O princípio básico de  Goebbels era unir propaganda e diversão de modo que o receptor não conseguisse diferenciar um do outro. O filme Os Rothschild (dirigido por Erich Waschmeck, 1940), por exemplo, conta como uma família de judeus ingleses enriquece graças às guerras napoleônicas. O judeu Suss (1940) mostrava um ministro das finanças ambicioso e libidinoso que se apaixona por uma moça ariana e faz de tudo para separá-la de seu amado, igualmente ariano. O filme, um enorme sucesso na época, era exibido no leste europeu, para soldados responsáveis pelo fuzilamento de judeus e para guardas de campos de concentração. O diretor, Veit Varlan, chegou a ser processado pelo Tribunal Estadual de Hamburgo por crime contra a humanidade.
Um dos clássicos da propaganda nazista é O triunfo da vontade, filme de Leni Riefenstahl sobre o congresso nazista de 1936. Em uma das cenas mais emblemáticas, o avião que traz Hitler plana sobre as nuvens, que se abrem enquanto ele desce sobre a cidade, como se o líder estivesse trazendo o sol para a Alemanha.
Filmes como esse tiveram importância fundamental na sustentação do regime nazista alemão.
                Embora seja um dos paradigmas mais difundidas na área de comunicação e também a que mais influência teve, a teoria hipodérmica é também a mais criticada.
Dentro da própria corrente funcionalista (Laswell, criador do da teoria hipodérmica, era funcionalista) surgiram pesquisas que colocariam em questão o princípio mecanicista de efeito direto e indiferenciado. Lazzarsfeld, por exemplo, descobriu que líderes de grupos primários poderiam até mesmo modificar o significado da propaganda, fazendo-a se virar contra os emissores.
Esses líderes de opinião influenciam o pensamento de sua comunidade e relativizariam o poder dos meios de comunicação.

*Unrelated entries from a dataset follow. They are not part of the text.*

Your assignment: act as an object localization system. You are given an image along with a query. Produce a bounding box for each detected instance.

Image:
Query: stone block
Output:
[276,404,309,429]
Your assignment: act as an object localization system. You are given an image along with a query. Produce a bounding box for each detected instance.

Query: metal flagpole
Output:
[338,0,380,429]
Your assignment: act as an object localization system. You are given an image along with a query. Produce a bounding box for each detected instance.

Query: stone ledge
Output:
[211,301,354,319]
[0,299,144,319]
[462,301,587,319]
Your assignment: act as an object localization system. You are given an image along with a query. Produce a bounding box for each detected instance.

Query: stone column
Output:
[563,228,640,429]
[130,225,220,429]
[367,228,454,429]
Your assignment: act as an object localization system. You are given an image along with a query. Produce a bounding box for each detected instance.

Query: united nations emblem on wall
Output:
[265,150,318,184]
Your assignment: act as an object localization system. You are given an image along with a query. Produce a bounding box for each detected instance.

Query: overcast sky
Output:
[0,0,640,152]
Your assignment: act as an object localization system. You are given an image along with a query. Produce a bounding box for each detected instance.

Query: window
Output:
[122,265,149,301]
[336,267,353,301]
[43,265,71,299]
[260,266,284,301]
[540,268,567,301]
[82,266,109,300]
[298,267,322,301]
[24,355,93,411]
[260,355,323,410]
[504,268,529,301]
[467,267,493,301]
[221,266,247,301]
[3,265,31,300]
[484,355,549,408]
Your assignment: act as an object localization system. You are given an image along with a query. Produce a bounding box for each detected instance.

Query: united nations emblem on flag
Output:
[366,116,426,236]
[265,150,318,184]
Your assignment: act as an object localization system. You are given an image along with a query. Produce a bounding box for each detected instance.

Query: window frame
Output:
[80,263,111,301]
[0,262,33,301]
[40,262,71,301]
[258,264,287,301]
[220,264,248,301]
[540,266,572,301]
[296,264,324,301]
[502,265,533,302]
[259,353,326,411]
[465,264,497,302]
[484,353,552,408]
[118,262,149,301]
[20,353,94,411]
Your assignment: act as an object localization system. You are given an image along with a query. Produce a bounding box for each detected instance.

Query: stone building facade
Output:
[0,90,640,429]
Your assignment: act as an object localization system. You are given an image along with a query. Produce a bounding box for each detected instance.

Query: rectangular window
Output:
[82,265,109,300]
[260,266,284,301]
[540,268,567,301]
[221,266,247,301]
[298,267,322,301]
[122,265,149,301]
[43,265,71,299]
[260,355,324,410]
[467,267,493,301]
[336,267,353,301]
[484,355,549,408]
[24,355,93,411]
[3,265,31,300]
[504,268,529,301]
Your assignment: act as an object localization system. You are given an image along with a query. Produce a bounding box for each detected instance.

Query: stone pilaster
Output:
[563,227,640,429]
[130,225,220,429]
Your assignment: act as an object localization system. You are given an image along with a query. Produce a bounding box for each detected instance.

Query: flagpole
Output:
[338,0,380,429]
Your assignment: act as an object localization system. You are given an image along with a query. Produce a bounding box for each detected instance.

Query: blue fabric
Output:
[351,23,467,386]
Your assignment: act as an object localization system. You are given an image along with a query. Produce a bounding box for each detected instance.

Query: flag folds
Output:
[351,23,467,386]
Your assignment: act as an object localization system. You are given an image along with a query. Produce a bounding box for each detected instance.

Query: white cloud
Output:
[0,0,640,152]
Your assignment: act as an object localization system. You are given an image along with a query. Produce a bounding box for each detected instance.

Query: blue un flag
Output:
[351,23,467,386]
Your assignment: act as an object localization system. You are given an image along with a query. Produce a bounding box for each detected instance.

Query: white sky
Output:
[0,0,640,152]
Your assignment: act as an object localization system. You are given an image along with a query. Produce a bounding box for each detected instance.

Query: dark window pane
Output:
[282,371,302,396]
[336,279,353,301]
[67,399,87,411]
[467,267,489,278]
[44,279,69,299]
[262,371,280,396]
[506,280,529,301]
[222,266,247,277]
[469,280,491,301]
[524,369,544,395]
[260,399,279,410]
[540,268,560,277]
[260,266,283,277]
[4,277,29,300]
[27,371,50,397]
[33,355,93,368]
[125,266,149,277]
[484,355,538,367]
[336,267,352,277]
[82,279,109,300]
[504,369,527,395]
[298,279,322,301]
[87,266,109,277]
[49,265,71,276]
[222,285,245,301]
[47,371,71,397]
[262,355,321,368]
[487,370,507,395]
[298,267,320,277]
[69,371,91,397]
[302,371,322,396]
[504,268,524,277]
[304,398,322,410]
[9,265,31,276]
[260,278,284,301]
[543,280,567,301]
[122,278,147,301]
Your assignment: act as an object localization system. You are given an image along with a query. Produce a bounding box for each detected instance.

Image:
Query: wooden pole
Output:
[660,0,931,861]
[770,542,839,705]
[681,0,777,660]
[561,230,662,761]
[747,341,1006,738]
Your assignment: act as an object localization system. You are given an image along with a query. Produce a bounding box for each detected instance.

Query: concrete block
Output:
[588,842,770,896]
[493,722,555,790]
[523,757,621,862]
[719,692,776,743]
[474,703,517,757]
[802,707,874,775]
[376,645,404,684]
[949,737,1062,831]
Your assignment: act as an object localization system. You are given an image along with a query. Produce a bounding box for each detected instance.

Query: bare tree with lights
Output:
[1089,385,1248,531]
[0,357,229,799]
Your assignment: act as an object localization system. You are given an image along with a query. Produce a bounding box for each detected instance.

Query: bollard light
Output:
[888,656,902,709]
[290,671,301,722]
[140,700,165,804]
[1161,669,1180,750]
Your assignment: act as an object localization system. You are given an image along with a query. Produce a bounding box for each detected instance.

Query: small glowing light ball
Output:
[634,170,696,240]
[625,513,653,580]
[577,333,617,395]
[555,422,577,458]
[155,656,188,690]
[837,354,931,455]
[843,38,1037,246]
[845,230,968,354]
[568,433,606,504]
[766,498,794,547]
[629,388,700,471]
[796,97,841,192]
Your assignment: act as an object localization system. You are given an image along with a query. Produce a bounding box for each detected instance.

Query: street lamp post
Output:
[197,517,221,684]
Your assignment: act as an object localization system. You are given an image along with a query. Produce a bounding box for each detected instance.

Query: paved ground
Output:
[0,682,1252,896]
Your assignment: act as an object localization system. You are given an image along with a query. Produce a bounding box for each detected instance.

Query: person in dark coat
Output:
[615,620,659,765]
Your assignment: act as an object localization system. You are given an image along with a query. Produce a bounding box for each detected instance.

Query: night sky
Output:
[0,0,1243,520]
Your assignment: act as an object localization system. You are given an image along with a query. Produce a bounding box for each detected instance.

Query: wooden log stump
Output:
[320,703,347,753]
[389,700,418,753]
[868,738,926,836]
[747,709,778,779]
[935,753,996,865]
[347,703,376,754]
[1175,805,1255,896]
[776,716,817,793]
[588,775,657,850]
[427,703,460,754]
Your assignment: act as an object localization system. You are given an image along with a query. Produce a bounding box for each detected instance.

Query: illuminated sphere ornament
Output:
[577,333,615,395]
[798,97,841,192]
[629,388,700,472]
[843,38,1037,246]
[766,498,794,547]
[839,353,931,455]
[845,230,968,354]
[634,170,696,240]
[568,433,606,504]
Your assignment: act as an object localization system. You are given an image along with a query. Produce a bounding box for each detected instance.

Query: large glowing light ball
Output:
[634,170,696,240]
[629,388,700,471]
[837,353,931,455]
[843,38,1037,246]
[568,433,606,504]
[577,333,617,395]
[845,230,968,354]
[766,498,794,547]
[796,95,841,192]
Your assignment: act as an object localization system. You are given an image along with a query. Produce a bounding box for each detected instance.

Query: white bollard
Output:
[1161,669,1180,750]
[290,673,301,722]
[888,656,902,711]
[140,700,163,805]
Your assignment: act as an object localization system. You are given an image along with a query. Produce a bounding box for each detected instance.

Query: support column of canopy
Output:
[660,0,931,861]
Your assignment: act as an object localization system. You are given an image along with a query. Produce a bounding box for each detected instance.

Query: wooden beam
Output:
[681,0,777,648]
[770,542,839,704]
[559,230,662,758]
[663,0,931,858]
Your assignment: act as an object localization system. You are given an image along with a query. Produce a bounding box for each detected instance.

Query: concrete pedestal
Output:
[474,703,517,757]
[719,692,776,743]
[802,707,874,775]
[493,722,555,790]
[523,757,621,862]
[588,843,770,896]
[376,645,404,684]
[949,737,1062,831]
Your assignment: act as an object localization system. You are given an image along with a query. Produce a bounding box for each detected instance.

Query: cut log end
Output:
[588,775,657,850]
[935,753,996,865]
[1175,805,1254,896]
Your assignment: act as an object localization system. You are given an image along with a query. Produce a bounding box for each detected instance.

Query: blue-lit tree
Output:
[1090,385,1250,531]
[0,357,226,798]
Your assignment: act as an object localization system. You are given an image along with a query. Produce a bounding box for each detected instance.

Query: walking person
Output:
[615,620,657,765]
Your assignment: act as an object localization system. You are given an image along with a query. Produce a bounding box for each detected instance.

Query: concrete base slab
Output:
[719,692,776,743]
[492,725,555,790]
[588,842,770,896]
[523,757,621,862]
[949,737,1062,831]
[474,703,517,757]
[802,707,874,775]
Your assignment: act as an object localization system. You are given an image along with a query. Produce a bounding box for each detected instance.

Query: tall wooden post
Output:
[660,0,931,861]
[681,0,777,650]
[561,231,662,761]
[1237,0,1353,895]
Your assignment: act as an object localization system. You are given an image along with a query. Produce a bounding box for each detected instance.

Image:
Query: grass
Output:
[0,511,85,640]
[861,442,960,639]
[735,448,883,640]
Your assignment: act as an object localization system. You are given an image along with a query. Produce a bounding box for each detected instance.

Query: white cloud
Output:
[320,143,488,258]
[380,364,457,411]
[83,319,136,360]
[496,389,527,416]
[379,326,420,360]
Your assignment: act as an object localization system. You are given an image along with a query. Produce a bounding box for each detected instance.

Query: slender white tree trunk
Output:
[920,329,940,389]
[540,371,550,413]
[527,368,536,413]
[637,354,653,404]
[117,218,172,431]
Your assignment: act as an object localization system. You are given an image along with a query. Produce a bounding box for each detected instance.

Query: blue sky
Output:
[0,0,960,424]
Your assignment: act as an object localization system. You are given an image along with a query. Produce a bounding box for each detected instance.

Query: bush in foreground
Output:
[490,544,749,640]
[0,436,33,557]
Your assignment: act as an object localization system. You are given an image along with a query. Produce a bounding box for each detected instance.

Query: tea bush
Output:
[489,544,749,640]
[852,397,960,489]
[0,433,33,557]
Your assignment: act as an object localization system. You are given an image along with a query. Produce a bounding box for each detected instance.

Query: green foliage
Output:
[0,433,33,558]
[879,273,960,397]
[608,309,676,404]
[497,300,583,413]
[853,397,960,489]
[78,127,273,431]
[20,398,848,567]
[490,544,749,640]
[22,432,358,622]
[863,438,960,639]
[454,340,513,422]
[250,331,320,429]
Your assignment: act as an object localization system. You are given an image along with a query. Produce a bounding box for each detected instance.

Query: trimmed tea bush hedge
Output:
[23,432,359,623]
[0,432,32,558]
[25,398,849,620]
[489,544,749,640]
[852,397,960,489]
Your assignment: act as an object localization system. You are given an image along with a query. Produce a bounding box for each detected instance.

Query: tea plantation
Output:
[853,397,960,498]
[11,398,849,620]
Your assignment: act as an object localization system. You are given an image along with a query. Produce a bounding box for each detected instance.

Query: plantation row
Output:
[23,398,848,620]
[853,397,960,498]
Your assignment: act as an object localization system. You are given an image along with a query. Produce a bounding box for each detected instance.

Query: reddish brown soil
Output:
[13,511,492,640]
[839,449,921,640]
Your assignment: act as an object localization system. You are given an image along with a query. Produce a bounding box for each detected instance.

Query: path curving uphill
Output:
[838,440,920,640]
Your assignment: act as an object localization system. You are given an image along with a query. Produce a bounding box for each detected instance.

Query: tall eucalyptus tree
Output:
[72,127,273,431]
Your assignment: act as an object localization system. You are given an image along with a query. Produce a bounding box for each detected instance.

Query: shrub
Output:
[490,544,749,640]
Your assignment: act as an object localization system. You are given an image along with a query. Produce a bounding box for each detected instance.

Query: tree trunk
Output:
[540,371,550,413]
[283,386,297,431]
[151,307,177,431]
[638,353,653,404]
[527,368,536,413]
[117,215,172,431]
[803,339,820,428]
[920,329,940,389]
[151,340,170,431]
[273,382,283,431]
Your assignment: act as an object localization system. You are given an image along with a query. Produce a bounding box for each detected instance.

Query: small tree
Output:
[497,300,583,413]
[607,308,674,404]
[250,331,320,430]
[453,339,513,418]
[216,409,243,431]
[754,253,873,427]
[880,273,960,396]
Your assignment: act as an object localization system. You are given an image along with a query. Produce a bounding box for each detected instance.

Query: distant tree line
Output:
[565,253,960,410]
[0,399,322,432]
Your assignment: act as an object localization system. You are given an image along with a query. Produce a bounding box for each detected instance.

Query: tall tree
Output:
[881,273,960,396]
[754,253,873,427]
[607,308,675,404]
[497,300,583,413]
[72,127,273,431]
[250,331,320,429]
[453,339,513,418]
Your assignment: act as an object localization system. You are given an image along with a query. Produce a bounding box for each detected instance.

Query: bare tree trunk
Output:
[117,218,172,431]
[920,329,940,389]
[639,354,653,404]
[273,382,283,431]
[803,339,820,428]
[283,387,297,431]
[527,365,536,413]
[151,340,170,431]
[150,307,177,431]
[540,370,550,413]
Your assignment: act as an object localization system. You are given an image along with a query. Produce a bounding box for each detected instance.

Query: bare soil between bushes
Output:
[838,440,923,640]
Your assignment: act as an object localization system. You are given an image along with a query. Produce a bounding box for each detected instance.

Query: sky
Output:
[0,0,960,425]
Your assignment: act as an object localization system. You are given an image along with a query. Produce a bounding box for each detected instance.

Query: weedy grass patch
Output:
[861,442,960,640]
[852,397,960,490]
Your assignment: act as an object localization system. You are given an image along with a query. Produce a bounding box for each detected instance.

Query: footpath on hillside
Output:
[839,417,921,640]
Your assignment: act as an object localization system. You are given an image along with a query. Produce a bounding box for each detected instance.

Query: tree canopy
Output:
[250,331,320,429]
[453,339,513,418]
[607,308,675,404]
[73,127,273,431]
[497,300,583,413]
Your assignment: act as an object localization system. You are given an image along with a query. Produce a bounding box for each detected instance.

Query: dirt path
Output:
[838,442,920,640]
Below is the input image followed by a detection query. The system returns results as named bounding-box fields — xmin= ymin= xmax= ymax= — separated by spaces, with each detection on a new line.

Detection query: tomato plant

                Mesmo a mídia traz os mais diversos tipos de estímulos, muitos contraditórios, como as campanhas contra o consumo de álcool por motoristas e as propagandas de cerveja. 
A campanha da antarctica chocou-se com o sentimento religioso da população.

                Existem também fatores externos, culturais, sociais e religiosos, que influenciam o consumidor, enviando estímulos diversos daqueles veiculados na mídia. Exemplo disso foi a campanha “Do jeito que o Diabo gosta”, da cerveja Antarctica, em que a personagem Feiticeira protagonizava uma diabinha.  A campanha, um sucesso em metrópoles, como Rio de Janeiro e São Paulo, foi rejeitada em cidades das regiões Norte e Nordeste. Muitos donos de bares se negavam até mesmo a pregar cartazes da campanha, oem protesto. Nesse caso, o estímulo da mídia chocou-se com o estímulo religioso, que vê a palavra “Diabo”, como algo negativo. Se nos grandes centros, o público interpretou a propaganda como uma brincadeira, nas cidades mais conservadoras, o público preferiu alinhar-se aos estímulos religiosos.